The new clubhouse would be built on the footprint of the former trailer facility, and provide slopeside access to the ski mountain, as well as the Babbish Gulch Nordic trail system. 

“Between all these kids, we really need a space for them to get ready for the day, to have snacks and lunch, a place to host home races, and just a place that the kids can call home base,” Merriam said.

A fundraising website has been set up at https://donorbox.org/clubhouse.
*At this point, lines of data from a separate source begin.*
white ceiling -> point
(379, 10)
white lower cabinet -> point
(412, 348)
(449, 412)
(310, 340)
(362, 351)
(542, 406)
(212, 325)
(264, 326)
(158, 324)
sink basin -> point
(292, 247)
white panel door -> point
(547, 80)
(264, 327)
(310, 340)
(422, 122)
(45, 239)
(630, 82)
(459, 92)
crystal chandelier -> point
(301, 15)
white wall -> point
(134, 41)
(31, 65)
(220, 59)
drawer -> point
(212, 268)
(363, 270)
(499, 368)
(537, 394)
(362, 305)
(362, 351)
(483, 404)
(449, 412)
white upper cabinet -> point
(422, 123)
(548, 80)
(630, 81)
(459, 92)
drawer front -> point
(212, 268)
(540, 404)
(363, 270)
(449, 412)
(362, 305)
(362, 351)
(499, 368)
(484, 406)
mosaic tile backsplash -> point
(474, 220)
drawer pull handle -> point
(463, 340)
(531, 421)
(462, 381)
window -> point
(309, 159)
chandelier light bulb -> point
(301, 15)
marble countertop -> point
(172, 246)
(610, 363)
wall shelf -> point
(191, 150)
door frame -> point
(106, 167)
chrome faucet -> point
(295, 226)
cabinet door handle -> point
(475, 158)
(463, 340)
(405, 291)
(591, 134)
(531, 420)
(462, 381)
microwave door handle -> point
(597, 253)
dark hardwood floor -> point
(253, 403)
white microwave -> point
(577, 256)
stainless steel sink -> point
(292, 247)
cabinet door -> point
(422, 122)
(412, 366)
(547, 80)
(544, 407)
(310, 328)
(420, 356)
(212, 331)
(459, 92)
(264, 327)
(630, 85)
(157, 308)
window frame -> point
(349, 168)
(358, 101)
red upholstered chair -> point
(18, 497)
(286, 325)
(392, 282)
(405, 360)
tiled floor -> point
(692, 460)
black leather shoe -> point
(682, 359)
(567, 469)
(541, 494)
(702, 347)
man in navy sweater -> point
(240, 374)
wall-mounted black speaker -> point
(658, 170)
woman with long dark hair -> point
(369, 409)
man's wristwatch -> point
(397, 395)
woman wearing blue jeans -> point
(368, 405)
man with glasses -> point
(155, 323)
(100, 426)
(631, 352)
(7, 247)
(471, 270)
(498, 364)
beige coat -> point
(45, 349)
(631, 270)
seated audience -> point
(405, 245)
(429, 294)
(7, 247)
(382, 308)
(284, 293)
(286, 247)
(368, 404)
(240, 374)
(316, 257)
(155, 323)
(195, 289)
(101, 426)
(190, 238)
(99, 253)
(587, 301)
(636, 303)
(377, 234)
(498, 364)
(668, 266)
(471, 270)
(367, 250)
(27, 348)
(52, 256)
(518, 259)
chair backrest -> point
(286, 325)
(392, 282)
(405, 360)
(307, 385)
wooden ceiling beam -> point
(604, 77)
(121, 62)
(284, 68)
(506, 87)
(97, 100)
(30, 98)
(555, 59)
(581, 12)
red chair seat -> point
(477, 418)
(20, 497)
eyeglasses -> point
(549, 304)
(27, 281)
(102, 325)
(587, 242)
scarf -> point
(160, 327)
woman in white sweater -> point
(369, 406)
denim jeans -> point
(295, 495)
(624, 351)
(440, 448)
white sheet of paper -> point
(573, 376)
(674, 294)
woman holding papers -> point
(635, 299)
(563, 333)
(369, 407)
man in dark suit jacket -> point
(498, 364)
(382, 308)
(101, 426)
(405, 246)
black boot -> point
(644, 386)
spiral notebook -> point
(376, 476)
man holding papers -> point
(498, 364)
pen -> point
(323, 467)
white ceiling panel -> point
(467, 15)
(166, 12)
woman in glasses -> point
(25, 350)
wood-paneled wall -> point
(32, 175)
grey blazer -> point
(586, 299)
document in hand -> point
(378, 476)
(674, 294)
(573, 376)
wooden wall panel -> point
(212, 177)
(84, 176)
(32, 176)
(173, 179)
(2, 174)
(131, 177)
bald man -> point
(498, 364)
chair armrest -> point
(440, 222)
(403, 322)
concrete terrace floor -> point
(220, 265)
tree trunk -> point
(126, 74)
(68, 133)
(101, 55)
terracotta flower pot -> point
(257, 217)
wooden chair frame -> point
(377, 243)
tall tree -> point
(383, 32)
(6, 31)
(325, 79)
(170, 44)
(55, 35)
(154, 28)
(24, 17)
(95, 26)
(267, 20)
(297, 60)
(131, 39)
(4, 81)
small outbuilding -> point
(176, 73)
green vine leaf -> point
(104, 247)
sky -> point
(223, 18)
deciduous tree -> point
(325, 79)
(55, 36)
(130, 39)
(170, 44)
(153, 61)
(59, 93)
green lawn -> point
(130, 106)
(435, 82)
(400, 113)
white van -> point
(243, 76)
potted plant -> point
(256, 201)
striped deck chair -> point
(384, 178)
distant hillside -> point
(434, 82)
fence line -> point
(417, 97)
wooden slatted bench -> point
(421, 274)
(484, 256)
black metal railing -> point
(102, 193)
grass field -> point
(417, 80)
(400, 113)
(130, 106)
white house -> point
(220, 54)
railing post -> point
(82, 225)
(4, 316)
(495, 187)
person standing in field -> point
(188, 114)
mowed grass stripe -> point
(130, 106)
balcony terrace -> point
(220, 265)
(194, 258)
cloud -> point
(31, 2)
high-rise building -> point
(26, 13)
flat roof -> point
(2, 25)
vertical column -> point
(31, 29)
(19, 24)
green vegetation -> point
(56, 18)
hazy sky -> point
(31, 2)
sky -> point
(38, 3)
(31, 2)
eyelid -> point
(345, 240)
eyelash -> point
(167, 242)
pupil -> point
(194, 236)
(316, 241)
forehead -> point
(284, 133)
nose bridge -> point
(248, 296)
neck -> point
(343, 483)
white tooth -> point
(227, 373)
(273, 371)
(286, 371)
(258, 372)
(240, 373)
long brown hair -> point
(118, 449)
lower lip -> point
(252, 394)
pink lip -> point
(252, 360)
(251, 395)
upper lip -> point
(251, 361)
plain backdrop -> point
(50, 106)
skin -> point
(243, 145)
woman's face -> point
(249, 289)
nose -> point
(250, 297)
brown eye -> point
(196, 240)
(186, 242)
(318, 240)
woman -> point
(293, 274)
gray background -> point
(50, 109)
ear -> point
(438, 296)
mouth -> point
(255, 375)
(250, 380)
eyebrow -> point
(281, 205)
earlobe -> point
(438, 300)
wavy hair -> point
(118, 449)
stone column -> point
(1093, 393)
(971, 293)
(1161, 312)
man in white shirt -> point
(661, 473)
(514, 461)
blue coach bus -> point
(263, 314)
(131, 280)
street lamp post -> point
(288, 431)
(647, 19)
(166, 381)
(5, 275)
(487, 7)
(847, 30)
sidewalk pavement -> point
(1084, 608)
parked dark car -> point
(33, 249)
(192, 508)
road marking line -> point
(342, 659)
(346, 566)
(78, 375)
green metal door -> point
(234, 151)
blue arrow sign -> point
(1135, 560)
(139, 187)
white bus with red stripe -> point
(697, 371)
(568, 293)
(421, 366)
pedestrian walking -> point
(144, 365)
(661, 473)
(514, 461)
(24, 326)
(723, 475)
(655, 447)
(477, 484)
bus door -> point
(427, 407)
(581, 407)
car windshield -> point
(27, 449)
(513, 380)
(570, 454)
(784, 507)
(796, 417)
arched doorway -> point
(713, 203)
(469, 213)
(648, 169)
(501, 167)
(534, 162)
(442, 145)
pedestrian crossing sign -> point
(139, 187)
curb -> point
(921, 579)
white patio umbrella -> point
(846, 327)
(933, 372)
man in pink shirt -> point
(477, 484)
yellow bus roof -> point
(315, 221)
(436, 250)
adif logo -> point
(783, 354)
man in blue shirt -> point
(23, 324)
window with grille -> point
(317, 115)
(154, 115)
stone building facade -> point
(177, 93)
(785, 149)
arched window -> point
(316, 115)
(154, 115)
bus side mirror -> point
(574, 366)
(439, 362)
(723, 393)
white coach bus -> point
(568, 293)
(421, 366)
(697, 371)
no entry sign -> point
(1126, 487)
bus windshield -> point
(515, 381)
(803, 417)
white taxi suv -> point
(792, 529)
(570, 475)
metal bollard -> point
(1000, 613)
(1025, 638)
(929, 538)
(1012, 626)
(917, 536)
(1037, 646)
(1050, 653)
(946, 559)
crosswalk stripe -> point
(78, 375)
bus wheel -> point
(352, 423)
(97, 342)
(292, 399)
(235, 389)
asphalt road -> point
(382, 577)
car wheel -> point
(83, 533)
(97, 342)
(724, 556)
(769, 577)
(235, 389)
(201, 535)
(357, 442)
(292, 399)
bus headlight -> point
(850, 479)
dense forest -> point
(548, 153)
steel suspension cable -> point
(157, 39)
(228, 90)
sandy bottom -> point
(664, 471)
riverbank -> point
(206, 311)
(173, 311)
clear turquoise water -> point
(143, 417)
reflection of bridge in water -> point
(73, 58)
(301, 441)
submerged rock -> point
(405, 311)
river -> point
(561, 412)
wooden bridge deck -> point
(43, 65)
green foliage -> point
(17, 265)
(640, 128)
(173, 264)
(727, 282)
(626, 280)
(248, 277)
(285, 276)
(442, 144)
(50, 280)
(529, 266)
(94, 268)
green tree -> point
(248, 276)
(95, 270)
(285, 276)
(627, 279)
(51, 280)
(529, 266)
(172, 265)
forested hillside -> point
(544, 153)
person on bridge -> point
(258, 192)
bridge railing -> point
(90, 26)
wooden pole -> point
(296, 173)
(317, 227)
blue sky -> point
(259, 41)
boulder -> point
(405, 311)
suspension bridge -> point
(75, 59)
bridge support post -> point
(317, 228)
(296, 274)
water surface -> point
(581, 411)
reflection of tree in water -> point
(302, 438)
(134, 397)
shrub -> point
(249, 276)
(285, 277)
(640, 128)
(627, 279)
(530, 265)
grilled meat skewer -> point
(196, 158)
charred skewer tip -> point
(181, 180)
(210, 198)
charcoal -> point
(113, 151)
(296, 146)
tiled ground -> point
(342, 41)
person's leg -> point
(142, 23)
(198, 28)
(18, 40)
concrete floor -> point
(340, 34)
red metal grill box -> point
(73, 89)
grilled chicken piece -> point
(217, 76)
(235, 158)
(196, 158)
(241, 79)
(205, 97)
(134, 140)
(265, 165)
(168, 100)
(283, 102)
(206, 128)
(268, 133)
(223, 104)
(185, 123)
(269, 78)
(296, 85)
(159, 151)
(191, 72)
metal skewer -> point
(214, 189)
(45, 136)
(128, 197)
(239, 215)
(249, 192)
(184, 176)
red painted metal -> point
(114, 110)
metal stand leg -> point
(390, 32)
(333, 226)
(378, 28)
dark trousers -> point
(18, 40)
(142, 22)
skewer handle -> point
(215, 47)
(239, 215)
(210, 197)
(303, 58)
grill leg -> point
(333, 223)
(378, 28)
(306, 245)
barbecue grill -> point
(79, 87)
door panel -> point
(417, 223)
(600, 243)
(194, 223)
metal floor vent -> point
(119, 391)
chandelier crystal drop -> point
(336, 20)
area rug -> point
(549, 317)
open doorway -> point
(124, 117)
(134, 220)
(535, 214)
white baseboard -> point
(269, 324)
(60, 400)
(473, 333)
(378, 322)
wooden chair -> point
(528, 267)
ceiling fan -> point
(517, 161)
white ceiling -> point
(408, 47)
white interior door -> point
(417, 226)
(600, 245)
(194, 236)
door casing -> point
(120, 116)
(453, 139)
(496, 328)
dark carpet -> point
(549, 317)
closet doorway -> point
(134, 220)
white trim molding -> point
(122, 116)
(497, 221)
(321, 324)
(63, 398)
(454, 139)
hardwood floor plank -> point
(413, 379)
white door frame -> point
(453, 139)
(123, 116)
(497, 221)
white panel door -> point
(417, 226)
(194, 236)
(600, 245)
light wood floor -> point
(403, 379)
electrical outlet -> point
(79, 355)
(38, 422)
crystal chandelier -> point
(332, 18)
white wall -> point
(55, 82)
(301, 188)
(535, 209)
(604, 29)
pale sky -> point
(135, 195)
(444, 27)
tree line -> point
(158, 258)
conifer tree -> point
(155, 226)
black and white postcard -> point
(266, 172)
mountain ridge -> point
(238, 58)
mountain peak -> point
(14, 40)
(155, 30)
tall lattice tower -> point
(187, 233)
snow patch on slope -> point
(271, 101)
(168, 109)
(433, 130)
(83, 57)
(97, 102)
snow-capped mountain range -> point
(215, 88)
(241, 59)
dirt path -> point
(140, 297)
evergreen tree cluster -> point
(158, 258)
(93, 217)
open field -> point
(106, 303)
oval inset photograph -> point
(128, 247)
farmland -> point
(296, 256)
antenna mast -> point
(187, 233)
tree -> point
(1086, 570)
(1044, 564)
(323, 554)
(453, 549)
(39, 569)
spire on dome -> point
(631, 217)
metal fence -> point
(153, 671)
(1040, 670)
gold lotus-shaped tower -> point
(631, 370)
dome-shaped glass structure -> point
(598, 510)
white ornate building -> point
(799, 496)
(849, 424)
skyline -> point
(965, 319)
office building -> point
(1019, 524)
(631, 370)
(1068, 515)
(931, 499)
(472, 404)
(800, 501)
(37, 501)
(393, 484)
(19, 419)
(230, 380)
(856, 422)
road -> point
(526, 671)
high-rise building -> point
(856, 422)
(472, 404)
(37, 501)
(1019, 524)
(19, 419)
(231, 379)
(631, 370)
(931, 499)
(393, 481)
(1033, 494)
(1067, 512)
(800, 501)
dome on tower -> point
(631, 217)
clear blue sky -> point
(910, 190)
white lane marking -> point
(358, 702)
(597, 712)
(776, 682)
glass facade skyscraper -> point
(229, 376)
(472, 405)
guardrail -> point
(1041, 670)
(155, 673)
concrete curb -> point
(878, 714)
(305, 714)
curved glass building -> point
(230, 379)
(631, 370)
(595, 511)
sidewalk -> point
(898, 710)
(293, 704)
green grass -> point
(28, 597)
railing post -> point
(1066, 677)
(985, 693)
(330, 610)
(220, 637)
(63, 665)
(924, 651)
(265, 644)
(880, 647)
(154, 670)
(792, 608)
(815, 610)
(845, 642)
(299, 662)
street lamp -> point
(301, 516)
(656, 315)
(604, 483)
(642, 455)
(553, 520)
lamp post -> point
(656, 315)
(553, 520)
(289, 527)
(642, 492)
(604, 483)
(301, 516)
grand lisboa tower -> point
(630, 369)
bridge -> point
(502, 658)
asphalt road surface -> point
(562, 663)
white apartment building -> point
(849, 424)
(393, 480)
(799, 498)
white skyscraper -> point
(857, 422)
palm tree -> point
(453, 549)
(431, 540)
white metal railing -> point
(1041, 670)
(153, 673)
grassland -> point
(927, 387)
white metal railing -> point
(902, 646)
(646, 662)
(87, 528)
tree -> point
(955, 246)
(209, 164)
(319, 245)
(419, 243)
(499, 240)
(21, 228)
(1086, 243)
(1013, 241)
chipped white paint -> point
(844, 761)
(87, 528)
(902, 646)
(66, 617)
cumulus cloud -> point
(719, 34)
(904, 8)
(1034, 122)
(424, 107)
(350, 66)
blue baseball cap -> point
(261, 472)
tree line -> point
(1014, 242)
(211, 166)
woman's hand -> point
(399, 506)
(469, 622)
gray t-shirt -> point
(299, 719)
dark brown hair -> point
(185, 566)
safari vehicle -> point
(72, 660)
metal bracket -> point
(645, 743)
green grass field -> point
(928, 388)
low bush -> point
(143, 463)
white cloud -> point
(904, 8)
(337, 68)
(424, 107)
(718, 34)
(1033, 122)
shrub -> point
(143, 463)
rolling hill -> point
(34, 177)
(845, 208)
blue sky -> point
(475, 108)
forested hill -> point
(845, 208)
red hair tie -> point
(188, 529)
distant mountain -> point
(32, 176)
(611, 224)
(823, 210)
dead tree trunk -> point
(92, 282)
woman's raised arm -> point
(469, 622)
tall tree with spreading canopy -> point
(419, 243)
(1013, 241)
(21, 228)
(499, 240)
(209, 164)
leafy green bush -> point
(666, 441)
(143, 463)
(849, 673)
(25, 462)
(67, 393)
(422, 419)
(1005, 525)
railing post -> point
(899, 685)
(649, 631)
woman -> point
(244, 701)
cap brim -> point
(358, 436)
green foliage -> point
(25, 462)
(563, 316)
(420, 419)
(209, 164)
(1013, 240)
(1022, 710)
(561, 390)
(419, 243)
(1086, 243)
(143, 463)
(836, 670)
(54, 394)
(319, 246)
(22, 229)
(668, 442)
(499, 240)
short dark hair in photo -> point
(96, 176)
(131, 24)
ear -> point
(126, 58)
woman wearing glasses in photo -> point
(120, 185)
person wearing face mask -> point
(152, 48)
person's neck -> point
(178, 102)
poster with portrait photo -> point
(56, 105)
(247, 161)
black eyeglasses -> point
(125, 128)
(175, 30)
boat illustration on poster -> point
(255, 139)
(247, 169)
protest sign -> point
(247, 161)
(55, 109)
During the Buddy Werner regional championships on March 1, Integrated Mountain Properties of Glenwood Springs gave a big boost to the effort with a check presentation for $8,800.

Provided

The Sunlight Winter Sports Club now encompasses the long-established Buddy Werner ski racing development program and the age-class Sunlight Ski Team, as well as the relatively new non-competitive All-Mountain recreational ski program.

This season, there were 54 children ranging from age 4 to 12 in the Buddy Werner program — up from the past two years — plus 22 youth ages 8 to 16 in the All Mountain program, and eight age-class racers who compete in Junior Olympics-level ski races.

“We’ve really been diversifying to try to grab other kids and create that lifestyle adventure culture,” said Merriam, whose own children take part in Buddy Werner.

The All-Mountain program — under the direction of Jake Gentry — was begun last year as a way to add a more recreational aspect to the club’s offerings.

“It’s more lifestyle and non-competitive, and introduces the kids to the possibilities offered by winter sports,” Merriam said. “The kids just go out and ski with coaches and set goals to try to grow their skillset from greens, to blues, to blacks.”

The Buddy Werner program — named for the legendary 1950s and ’60s Steamboat Springs ski racer — has been part of Sunlight since the ski area’s early days in the 1970s, and has produced the likes of current U.S. Ski Team member Alice McKennis.

It introduces younger skiers to competitive ski racing, along with a fair amount of all-mountain free-skiing and skills development accompanied by a group of volunteer coaches. Among them is program coordinator Caroline Rubin, a former Buddy Werner racer herself.

The season concluded March 1 with the Buddy Werner regional championships at Sunlight, which invited 150 skiers from the Sunlight, Powderhorn and Beaver Creek clubs to compete in a giant slalom event on Sunlight’s Joslin run.

With the new clubhouse, the Sunlight Winter Sports Club would also have a good opportunity to introduce Nordic skiing to its program offerings, Merriam said. 

“Sunlight already has the infrastructure,” she said of the Babbish Gulch trail system. “And it would be right out our back door.”

In addition to Rubin and Gentry, Leigh Sheldrake is the current head coach for the Sunlight Ski Team.

“We’re a small ski club in a big ski area,” Merriam said. “Community and lifestyle skiing is what our demographic is, so that’s what we’re trying to build upon.”

She also noted that donations to the clubhouse fundraising project are tax-deductible.

The Sunlight Winter Sports Club will be celebrating its 50th year of existence during the 2021-22 ski season.